Method for Calculation of PWM-Induced Iron Losses in Laminated Steel Based on Material Characterization Under DC Biased Magnetization

The transition from sinusoidal to pulse width-modulated (PWM) voltage excitation introduces high-frequency ripple, generating small remagnetization cycles within the main magnetization cycle and increasing total iron losses. Soft magnetic materials are essential for constructing many electrical devices, and accurate loss data are critical for reliable design and thermal dimensioning. However, magnetic material data are typically available only under sinusoidal excitation, and there is no generally accepted method for calculating PWM-induced losses during the design phase. To address this issue, loss measurements under DC-biased magnetization were performed on laminated ring cores, and the data were collected in the form of three-dimensional (3D) loss maps defined by the variables $\Delta B$, ${\displaystyle \frac{\mathrm{d}B}{\mathrm{d}t}}$ and $B_{\mathrm{bias}}$. Based on these maps, a method referred to as 3DLMB is proposed to calculate the contribution of PWM-induced losses to total iron losses by comparing minor-loop variables obtained from AC excitation with those measured under DC bias conditions.
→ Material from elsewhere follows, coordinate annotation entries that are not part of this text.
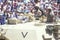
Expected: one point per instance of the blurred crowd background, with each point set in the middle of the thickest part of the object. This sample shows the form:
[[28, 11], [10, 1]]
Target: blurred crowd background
[[12, 8]]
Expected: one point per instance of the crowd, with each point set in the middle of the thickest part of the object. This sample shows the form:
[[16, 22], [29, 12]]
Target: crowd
[[20, 9]]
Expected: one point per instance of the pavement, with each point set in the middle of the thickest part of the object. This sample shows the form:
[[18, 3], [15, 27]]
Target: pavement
[[14, 32]]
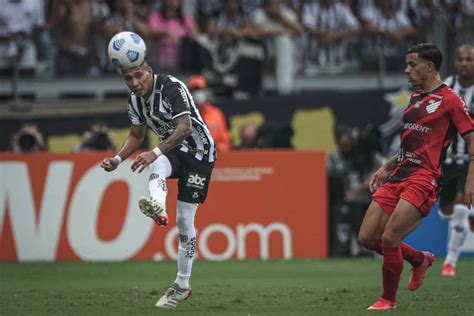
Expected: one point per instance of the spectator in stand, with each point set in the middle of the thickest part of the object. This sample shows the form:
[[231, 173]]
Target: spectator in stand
[[170, 27], [20, 23], [249, 136], [330, 26], [27, 139], [422, 14], [75, 23], [388, 31], [279, 26], [124, 18], [235, 55], [349, 171], [96, 137], [467, 30], [211, 114]]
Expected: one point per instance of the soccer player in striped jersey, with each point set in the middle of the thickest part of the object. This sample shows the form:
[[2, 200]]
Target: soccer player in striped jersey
[[455, 165], [407, 186], [186, 151]]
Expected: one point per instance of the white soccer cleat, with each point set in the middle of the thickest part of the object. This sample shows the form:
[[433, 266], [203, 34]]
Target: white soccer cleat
[[154, 210], [173, 296]]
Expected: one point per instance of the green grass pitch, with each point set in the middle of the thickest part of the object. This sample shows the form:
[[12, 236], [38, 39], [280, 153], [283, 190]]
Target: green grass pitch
[[296, 287]]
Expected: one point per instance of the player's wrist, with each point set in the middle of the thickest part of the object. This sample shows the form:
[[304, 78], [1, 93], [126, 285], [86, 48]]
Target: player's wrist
[[157, 151]]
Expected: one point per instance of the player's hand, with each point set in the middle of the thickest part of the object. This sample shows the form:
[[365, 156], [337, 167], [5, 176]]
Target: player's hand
[[143, 160], [377, 178], [109, 164]]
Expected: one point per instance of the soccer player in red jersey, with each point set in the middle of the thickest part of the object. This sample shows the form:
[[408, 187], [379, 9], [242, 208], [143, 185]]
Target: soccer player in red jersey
[[406, 187]]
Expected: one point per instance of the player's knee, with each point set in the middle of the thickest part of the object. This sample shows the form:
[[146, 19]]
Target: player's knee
[[367, 241], [445, 213], [390, 238], [184, 224]]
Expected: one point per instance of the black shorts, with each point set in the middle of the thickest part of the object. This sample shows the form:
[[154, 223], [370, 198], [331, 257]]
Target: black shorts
[[453, 181], [193, 176]]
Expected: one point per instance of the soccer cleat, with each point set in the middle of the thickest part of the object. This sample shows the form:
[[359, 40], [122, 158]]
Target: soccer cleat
[[382, 304], [418, 273], [448, 270], [154, 210], [173, 296]]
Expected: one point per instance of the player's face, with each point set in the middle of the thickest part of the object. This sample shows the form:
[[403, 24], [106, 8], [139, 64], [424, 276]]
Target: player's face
[[417, 69], [139, 80], [464, 62]]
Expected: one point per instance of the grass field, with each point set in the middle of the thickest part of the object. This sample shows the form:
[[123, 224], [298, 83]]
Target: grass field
[[299, 287]]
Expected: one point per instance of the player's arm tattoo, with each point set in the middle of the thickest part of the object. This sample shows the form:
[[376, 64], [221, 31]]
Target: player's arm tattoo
[[182, 130]]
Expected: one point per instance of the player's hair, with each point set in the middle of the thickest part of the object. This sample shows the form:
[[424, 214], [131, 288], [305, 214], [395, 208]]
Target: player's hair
[[429, 52]]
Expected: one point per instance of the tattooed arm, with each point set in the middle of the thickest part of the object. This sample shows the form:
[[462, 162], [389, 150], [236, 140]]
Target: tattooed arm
[[182, 130]]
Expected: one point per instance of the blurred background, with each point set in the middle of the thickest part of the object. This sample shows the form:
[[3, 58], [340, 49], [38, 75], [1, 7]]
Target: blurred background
[[299, 75]]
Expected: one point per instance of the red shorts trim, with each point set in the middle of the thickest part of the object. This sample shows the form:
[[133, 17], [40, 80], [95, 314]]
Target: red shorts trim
[[422, 195]]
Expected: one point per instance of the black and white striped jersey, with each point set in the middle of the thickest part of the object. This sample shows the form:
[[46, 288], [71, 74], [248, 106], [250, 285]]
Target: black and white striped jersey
[[170, 99], [457, 152]]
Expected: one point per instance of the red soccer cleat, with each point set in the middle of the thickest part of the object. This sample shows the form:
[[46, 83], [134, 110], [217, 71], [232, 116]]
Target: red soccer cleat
[[382, 304], [448, 270], [418, 273]]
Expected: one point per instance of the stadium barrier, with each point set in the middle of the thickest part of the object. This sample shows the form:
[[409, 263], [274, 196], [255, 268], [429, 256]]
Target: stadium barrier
[[261, 204]]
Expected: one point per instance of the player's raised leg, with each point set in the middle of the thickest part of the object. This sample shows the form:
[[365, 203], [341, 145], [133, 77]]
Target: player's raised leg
[[181, 289], [371, 230], [154, 206], [403, 220]]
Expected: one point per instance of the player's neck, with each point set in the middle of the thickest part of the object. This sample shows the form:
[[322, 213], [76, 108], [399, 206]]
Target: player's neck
[[431, 84]]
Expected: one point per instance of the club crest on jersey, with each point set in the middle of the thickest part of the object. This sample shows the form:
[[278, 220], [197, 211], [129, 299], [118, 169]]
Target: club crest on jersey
[[432, 106]]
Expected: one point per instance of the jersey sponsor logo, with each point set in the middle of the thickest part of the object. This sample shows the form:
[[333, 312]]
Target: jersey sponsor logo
[[196, 181], [432, 106], [202, 134], [184, 96], [417, 127], [409, 156], [165, 129]]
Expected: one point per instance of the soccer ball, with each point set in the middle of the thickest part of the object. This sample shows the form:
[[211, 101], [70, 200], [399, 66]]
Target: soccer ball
[[126, 50]]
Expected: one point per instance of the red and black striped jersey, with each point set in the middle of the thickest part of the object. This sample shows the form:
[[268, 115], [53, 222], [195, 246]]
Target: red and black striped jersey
[[430, 122]]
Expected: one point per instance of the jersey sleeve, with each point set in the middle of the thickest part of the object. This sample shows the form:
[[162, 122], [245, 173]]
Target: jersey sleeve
[[179, 97], [133, 112], [460, 115]]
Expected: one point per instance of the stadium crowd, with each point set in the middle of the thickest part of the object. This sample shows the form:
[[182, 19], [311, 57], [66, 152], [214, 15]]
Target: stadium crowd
[[232, 42]]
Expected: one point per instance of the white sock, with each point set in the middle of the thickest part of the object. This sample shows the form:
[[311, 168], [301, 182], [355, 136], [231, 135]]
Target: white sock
[[160, 169], [459, 228], [185, 213]]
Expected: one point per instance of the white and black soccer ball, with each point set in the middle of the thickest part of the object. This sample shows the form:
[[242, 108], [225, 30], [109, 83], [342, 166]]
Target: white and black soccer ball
[[127, 50]]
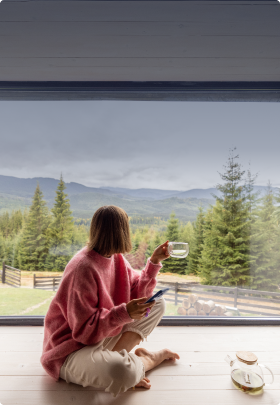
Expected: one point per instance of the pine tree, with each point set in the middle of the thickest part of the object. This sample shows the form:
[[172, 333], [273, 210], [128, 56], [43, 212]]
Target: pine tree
[[172, 264], [264, 265], [210, 250], [34, 243], [61, 231], [196, 244], [230, 231]]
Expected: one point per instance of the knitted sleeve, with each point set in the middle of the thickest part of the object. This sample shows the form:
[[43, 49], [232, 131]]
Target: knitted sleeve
[[143, 284], [90, 324]]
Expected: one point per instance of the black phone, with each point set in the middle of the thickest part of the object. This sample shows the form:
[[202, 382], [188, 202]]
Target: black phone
[[157, 295]]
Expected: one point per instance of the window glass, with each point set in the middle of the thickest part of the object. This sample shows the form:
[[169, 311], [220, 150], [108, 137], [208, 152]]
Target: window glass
[[202, 173]]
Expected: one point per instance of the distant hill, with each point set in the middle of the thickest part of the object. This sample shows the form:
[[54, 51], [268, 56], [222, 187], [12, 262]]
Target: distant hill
[[17, 193]]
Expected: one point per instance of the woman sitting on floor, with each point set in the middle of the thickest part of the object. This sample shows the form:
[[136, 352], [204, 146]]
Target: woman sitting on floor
[[98, 313]]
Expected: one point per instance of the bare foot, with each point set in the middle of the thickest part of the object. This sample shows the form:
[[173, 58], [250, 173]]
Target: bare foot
[[144, 383], [153, 359]]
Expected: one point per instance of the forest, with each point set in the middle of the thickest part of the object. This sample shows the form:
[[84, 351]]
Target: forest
[[235, 242]]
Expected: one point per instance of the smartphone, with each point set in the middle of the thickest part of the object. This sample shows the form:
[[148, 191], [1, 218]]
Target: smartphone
[[157, 295]]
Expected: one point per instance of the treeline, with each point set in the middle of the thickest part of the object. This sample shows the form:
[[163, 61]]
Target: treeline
[[40, 238], [236, 242]]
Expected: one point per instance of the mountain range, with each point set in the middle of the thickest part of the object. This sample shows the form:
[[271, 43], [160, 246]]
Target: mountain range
[[17, 193]]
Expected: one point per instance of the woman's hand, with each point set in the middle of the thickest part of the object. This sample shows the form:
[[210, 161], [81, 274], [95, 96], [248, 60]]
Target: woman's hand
[[160, 253], [137, 309]]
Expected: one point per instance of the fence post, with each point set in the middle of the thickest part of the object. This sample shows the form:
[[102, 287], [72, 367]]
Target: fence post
[[235, 296], [176, 292], [3, 273]]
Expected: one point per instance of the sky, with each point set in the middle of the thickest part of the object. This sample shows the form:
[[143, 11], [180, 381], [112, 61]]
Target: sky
[[138, 144]]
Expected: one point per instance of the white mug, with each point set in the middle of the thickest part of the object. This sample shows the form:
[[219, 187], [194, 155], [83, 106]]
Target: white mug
[[180, 250]]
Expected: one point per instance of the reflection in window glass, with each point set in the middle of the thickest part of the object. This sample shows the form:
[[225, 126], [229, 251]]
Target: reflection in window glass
[[206, 174]]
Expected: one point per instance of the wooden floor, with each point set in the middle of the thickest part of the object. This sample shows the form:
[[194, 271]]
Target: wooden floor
[[200, 377]]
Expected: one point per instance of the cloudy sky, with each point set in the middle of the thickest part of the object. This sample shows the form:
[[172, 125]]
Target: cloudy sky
[[164, 145]]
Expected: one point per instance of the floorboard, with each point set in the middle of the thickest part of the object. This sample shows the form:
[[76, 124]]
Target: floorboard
[[200, 376]]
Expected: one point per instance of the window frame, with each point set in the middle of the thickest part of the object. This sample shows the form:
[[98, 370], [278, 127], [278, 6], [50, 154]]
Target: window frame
[[145, 91]]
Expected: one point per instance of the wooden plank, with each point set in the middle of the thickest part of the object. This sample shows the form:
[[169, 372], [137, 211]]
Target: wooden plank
[[140, 46], [194, 342], [159, 383], [181, 368], [12, 268], [139, 397], [29, 360]]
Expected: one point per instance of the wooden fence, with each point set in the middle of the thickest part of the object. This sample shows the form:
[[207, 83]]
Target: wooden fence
[[46, 283], [11, 276], [244, 300]]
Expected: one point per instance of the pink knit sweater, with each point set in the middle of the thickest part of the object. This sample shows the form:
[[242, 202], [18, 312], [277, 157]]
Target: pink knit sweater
[[90, 304]]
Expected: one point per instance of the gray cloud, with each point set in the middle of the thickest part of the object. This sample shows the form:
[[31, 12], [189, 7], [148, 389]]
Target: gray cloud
[[171, 145]]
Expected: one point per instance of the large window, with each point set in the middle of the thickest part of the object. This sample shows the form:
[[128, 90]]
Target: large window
[[196, 172]]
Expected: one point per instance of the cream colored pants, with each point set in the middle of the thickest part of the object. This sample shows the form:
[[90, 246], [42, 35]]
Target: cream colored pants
[[115, 372]]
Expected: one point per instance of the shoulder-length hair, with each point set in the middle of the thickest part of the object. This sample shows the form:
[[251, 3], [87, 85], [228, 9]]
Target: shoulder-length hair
[[109, 231]]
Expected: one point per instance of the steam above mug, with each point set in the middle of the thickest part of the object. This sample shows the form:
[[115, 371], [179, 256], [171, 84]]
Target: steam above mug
[[180, 250]]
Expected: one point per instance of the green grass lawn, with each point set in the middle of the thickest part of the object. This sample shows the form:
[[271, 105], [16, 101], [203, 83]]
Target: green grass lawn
[[13, 301]]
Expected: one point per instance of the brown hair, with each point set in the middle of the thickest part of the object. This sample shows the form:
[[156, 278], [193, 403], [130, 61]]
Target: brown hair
[[109, 231]]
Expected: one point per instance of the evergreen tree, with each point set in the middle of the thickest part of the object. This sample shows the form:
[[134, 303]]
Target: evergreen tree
[[210, 250], [172, 264], [61, 232], [196, 244], [264, 266], [230, 231], [34, 243]]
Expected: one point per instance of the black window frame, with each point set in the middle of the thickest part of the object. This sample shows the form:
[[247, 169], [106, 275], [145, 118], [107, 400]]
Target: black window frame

The method is experimentally validated on three ring cores with different geometrical parameters, showing agreement between calculated and measured total AC losses within ±5% over a range of switching frequencies. The reported agreement applies to the investigated M400-50A material, ring-core geometries, and operating range, while applying it to other materials or geometries requires constructing the corresponding DC-bias 3D loss map.